Finance Minister Keat Chhon remained unavailable for comment at press time, but recently
launched a blistering attack on the state's lack of "fiscal discipline".
Speaking at the National Assembly before presenting the 1997 budget, Chhon said Cambodia's
recovery was dependent on a "profound adjustment" to the way the government
managed the country's assets.
"... in drafting the 1997 Budget we... encountered a lack of seriousness and
discipline in the governance of State, both financially and administratively."
"Non-tax revenues are not collected... when they are, they are spent outside
the treasury circuit," Chhon said.
Rainsy added that contracts to log rubber trees - around 12, 000 of Cambodia's 43,000
hectares of plantation have been signed over to loggers - were severely under priced.
The contracts - awarded without competitive bidding to the Pheapimex and Shipping
Company by both Prime Ministers and signed in June 1995 - allowed for the sale of
11,700 hectares of "old" rubber trees at $1,900 per hectare. Both Prime
Ministers approved the deal on condition that proceeds would not go into the State
However, according to Rainsy, Pheapimex later sold its logging rights to other companies
for $2,300 per hectare. These companies later resold the contracts for $2,700 per
"These companies have started cutting and this year they will accelerate - they
are going to cut like mad," he said, adding that most of the so called "old
trees" were still capable of profitable latex production.
"The Japanese have developed a technique which vastly improves the value of
rubber tree wood which is used to make furniture," he said.
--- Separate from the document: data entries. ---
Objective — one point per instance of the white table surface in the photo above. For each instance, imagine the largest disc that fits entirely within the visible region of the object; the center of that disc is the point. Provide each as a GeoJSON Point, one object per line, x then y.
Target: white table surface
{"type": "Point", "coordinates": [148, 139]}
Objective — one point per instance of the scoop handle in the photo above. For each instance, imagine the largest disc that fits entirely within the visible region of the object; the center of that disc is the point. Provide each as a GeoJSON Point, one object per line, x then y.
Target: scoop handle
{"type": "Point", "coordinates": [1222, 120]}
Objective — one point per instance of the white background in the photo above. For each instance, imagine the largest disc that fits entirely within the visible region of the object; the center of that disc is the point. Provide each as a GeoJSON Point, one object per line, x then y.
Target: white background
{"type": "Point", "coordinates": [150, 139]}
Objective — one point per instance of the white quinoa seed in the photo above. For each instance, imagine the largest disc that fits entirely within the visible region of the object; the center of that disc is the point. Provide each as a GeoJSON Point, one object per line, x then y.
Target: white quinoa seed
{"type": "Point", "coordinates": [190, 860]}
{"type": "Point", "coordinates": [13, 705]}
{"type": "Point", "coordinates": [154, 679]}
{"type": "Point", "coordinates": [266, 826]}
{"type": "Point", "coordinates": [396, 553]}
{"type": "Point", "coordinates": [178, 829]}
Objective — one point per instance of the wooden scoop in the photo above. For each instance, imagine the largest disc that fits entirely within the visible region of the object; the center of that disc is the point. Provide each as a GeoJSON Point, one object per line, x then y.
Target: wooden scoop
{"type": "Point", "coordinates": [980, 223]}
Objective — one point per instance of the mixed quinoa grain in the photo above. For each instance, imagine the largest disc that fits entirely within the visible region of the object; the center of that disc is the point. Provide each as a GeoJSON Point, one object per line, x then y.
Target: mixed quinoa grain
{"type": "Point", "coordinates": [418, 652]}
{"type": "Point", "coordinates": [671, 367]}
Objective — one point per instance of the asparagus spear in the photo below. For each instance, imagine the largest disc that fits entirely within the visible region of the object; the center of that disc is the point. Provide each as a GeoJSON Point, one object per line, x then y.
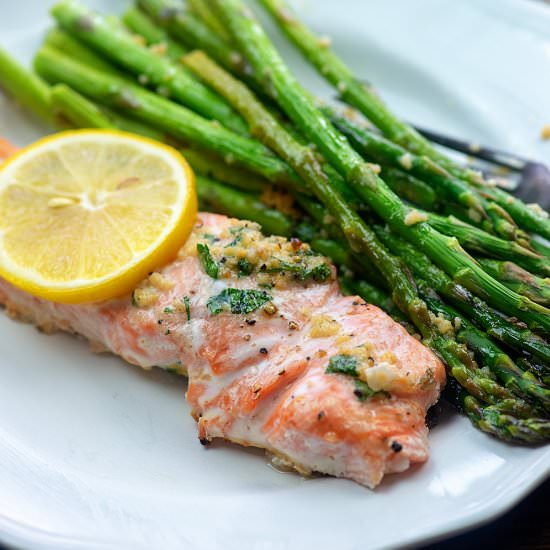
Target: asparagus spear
{"type": "Point", "coordinates": [477, 240]}
{"type": "Point", "coordinates": [493, 323]}
{"type": "Point", "coordinates": [518, 279]}
{"type": "Point", "coordinates": [29, 90]}
{"type": "Point", "coordinates": [298, 105]}
{"type": "Point", "coordinates": [78, 111]}
{"type": "Point", "coordinates": [236, 203]}
{"type": "Point", "coordinates": [204, 12]}
{"type": "Point", "coordinates": [63, 42]}
{"type": "Point", "coordinates": [143, 26]}
{"type": "Point", "coordinates": [540, 371]}
{"type": "Point", "coordinates": [498, 418]}
{"type": "Point", "coordinates": [159, 112]}
{"type": "Point", "coordinates": [263, 125]}
{"type": "Point", "coordinates": [364, 98]}
{"type": "Point", "coordinates": [375, 147]}
{"type": "Point", "coordinates": [373, 295]}
{"type": "Point", "coordinates": [191, 29]}
{"type": "Point", "coordinates": [499, 362]}
{"type": "Point", "coordinates": [266, 127]}
{"type": "Point", "coordinates": [146, 65]}
{"type": "Point", "coordinates": [410, 188]}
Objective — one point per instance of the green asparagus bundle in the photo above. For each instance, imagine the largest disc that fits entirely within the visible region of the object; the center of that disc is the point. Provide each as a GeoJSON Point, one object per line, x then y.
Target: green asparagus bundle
{"type": "Point", "coordinates": [390, 226]}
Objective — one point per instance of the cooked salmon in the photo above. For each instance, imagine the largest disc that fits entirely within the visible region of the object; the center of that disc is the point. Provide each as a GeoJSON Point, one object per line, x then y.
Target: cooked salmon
{"type": "Point", "coordinates": [276, 356]}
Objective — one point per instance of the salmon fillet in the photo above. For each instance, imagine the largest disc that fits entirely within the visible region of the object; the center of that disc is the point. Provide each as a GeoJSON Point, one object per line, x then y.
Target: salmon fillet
{"type": "Point", "coordinates": [257, 367]}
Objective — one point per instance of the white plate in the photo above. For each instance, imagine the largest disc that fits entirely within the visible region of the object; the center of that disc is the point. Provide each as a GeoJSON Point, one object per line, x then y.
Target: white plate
{"type": "Point", "coordinates": [95, 453]}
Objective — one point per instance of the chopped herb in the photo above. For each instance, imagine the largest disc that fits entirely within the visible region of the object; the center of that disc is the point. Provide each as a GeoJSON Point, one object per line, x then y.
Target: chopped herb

Rainsy said the market price for rubber timber is about $150 a cubic meter and that,
on average, each hectare produced about 300 cubic meters of timber worth around $45,000.
"Even if the companies paid $2,700 per hectare, that is an enormous profit margin,
and a great loss of potential revenue," Rainsy said.
Meanwhile, the French government has decided not to extend an aid program providing
technical expertise in rubber production - despite a personal request from the King
to the project's head technical advisor that he lobby for continued assistance.
The $5 million program was initiated in 1991 and finished on Dec 31 last year.
Speculation within political circles has it that the program was abandoned because
of the Royal Government's reluctance to reform the industry and collect revenues.
But a French embassy spokesman said the $5 million project had simply run its course.
When pressed as to why the program would not be extended the spokesman said: "The
project ran it's term, that's all I can tell you for the moment."
The second Prime Minister has reportedly indicated that he wanted Cambodia's existing
rubber plantations to remain under state control and has urged foreign investors
to set up new plantations.
However, investors of new plantations must wait at least 15 years for rubber trees
to produce profitable quantities of latex.